NaNoWriMo Thurs 10 Nov 2011: Part 10

The blood has left my hands where they press against the table: the skin is very pale. In a moment I am going to lift my hands off the table. They will peel away from it and the release of pressure will make my hands zing. The fridge changes the tone of its hum to a quieter drone. I sit. We are all sitting. Quietly. A sneeze shakes me and I turn my head to the left as it exits my body. Sniffing deeply, I notice a tingle in my shoulders and chest.

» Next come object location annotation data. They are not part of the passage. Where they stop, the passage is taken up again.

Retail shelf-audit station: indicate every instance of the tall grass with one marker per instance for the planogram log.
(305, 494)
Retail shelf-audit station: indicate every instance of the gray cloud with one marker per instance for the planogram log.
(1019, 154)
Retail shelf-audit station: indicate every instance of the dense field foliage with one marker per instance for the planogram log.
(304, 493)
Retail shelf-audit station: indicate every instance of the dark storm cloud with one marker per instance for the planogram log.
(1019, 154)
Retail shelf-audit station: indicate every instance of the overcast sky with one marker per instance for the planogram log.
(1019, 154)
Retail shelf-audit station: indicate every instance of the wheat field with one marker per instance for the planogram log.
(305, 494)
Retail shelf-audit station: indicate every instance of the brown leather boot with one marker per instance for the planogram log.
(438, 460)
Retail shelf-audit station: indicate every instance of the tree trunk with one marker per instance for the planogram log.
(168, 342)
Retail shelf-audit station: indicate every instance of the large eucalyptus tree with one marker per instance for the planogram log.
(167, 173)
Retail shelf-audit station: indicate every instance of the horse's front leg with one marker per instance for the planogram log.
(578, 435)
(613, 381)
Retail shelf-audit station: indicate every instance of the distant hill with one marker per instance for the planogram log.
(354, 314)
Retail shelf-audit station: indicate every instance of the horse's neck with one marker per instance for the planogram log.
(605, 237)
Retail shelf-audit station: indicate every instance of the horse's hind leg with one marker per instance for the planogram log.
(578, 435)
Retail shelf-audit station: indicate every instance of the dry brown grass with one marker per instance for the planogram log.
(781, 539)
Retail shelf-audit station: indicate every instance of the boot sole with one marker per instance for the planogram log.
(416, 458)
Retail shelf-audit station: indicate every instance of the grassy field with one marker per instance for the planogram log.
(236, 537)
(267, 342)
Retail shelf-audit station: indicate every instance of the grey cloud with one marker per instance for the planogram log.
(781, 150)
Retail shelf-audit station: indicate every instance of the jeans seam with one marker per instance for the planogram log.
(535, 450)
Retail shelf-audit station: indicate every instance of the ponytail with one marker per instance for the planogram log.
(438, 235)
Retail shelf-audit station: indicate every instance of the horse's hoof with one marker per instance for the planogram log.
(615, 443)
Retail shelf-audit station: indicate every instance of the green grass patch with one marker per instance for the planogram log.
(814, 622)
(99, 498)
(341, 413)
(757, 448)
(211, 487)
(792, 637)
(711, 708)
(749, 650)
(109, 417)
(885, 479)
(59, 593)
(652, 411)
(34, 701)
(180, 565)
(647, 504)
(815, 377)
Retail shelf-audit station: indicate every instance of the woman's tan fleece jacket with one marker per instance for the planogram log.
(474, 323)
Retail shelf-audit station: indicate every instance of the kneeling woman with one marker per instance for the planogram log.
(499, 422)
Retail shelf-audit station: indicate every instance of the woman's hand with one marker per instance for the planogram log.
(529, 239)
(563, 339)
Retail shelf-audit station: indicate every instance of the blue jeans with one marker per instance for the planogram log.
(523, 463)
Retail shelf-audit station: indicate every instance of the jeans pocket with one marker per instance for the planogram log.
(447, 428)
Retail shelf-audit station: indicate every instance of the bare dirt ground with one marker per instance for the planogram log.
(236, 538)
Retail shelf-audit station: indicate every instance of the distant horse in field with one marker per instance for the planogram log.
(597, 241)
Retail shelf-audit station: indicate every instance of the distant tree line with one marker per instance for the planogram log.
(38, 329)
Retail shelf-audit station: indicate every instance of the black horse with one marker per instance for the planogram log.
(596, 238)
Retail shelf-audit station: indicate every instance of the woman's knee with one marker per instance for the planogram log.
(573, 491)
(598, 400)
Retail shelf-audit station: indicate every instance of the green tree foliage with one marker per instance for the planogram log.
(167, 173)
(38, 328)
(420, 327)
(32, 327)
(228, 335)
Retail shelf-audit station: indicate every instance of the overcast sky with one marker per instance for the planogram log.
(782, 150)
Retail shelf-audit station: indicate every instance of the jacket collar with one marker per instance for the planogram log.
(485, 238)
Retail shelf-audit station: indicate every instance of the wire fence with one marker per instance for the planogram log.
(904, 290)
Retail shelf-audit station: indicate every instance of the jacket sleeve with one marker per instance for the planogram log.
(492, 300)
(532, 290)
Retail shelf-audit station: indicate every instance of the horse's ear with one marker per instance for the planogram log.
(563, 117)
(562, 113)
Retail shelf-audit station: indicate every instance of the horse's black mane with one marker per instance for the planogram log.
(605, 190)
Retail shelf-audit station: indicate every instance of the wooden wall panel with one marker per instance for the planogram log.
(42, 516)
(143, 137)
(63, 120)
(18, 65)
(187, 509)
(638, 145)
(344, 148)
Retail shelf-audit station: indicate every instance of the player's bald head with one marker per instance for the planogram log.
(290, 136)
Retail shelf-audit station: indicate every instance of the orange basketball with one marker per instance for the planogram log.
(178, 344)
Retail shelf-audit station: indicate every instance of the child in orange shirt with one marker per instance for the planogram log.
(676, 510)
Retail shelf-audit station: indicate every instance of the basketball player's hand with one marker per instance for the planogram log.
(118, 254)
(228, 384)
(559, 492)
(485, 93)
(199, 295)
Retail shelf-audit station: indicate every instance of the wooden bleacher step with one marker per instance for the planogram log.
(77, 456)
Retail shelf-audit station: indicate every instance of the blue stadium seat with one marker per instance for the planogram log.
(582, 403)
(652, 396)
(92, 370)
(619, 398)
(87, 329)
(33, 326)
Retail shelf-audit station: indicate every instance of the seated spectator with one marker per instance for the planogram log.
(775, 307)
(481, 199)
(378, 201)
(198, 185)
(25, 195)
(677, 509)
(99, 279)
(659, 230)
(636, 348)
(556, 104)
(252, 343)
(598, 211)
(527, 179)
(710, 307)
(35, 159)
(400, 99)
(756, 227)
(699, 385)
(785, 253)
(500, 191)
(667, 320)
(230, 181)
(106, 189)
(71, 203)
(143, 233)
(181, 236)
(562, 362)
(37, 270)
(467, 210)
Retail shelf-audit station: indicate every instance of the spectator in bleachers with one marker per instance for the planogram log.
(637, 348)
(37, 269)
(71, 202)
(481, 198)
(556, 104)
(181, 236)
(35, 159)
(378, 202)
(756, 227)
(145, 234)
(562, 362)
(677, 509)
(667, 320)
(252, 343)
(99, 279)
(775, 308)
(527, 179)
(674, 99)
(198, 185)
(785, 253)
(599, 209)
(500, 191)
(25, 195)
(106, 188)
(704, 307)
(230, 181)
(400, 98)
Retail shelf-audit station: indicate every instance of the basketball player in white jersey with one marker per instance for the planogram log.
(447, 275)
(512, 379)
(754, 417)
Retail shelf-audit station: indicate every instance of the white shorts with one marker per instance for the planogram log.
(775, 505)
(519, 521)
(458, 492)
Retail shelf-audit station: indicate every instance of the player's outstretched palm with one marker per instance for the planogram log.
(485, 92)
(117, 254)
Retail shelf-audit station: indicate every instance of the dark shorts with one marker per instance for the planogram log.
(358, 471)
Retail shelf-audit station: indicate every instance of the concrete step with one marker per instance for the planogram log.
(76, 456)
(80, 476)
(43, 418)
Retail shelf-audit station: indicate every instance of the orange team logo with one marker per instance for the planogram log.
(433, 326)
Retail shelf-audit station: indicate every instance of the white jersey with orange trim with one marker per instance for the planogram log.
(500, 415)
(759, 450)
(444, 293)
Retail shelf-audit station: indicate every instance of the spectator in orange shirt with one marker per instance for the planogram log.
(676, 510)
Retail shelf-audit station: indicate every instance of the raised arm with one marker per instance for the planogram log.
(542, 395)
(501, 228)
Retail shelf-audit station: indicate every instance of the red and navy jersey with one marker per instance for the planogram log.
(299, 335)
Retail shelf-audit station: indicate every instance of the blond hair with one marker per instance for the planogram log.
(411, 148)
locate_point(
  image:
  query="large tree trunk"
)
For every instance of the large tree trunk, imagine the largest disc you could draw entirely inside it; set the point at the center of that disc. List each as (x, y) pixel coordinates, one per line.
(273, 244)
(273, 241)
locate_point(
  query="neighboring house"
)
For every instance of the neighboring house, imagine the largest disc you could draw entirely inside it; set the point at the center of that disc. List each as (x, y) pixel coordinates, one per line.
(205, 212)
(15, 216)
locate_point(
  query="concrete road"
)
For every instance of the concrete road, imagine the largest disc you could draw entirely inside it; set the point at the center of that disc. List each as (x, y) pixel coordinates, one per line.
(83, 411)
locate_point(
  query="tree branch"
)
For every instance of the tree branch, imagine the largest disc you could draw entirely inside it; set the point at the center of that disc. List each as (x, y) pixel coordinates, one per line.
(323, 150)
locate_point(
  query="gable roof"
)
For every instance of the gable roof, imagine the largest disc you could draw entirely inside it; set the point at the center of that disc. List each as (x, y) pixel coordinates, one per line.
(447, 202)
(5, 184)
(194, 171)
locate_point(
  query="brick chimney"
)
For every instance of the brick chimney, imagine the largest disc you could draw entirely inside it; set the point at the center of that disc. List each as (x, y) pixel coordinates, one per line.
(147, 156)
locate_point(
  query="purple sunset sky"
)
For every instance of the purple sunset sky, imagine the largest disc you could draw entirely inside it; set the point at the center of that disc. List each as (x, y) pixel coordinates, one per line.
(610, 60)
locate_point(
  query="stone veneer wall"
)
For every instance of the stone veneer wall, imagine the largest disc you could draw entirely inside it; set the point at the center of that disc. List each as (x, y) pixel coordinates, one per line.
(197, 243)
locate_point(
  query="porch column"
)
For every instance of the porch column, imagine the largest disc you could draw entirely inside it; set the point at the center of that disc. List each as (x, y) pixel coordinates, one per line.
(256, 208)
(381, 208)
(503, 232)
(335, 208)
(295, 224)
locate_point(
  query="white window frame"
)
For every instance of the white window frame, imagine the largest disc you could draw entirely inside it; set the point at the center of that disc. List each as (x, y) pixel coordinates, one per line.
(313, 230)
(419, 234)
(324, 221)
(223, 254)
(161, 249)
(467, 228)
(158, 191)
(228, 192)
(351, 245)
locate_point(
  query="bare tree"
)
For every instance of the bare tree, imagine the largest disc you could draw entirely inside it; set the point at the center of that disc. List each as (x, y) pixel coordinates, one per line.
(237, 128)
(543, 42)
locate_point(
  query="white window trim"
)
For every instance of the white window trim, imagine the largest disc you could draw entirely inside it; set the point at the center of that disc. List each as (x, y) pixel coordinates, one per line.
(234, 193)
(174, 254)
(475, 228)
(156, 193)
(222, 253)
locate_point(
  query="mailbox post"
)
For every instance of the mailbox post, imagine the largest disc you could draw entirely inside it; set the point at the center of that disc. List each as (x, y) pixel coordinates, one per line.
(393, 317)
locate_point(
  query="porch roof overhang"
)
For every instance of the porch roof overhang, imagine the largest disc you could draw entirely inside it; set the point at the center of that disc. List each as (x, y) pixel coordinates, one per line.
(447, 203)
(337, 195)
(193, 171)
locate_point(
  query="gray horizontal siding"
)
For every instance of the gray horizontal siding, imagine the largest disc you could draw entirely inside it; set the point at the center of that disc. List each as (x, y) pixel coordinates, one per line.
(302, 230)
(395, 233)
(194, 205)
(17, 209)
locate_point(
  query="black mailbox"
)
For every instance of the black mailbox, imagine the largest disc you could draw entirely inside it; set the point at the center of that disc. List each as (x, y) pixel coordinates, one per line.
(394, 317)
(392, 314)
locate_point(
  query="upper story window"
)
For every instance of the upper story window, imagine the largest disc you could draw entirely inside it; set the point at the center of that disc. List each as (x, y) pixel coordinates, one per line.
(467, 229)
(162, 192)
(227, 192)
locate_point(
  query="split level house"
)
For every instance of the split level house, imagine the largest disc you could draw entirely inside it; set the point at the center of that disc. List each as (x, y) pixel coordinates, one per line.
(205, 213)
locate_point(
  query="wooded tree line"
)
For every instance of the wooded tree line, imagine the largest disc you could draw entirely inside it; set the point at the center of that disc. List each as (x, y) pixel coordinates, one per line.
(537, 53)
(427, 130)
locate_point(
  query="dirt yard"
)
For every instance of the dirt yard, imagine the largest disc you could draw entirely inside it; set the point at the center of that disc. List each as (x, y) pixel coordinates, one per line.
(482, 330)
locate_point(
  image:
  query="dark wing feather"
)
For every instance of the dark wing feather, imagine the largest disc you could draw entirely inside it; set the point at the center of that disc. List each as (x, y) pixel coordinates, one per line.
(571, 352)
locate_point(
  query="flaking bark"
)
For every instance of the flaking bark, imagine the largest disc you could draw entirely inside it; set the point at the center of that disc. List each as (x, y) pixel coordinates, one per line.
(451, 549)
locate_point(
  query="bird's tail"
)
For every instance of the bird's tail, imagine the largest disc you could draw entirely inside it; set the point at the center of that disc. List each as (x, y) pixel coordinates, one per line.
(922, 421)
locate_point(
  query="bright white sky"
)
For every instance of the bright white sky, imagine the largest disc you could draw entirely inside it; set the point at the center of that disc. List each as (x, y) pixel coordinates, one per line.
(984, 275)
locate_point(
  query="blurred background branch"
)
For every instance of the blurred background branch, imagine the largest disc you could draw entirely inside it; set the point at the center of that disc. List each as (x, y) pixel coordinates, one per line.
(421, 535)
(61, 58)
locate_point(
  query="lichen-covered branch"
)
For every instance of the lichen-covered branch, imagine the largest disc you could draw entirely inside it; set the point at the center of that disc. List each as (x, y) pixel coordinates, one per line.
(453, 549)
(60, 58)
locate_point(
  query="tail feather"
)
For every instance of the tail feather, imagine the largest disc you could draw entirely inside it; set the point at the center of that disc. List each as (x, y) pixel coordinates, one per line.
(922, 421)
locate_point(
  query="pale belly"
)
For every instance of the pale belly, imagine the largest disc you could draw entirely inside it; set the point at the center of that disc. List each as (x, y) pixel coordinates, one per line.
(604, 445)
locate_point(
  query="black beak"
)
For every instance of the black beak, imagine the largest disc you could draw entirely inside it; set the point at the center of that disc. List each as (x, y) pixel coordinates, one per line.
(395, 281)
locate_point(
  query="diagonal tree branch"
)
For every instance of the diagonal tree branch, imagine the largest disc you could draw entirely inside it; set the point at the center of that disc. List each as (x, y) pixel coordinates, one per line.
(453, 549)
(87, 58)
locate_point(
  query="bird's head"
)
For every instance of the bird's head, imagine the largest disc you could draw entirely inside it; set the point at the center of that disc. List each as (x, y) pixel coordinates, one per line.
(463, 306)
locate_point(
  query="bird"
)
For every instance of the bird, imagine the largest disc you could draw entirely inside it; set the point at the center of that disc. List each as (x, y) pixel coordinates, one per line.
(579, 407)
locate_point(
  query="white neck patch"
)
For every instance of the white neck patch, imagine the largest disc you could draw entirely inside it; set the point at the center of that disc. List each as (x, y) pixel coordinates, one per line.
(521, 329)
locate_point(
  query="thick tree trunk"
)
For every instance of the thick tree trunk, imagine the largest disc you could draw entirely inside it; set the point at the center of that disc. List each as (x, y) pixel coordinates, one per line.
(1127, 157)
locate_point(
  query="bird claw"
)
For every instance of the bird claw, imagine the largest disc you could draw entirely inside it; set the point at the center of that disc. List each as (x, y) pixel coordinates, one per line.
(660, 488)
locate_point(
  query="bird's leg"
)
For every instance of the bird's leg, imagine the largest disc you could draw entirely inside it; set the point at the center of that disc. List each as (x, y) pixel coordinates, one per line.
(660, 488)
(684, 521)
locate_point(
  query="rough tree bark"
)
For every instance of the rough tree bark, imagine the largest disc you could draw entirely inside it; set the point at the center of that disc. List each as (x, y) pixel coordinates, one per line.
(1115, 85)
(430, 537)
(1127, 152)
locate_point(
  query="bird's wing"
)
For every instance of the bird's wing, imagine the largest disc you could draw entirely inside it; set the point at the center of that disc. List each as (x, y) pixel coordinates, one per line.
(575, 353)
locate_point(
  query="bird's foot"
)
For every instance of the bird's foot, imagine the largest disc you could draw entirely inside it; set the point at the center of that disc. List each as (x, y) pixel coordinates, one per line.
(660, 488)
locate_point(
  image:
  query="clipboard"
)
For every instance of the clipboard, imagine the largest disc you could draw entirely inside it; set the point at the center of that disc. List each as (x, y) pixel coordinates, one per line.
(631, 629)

“I haven’t seen my mum for years. When we did used to see each other it was strained. I think it’s one of the most difficult relationships for a lot of people.” Rebecca states this matter of factly, as if she were talking about the weather. “We never argued. Not when I got out of my teenage years anyway. We kind of got stuck in this unsaid agreement that we should be pleasant to each other and never speak of the underlying hurt that really needed to be addressed if we were to have any kind of meaningful relationship. I think what you guys are doing is… well, beautiful.” We all breathe in deeply. “I wish I had the guts to tell my mum some of the stuff I felt at her actions. But any time I get in that vicinity it’s like she can tell something’s coming that’s going to ruffle her feathers and she manoeuvres around it. Ends the conversation. Needs the loo. She’s happy to put her beliefs out there, like a mum manifesto, and I get a bit overawed by the task of disagreeing with them. So I stopped phoning her. And she doesn’t phone me. I haven’t got a phone here any more anyway.” She shrugs. “I got rid of my phone three years ago. I hardly used it. It seemed pointless. I like books. You can have a conversation with books, in your imagination – you know. And you’re free to imagine things. A few written details and you’ve got a whole scene playing in your head. It’s how I escaped as a child. My imagination. How did you escape?” She looks at me. I gaze at the table; there are no indentations at all.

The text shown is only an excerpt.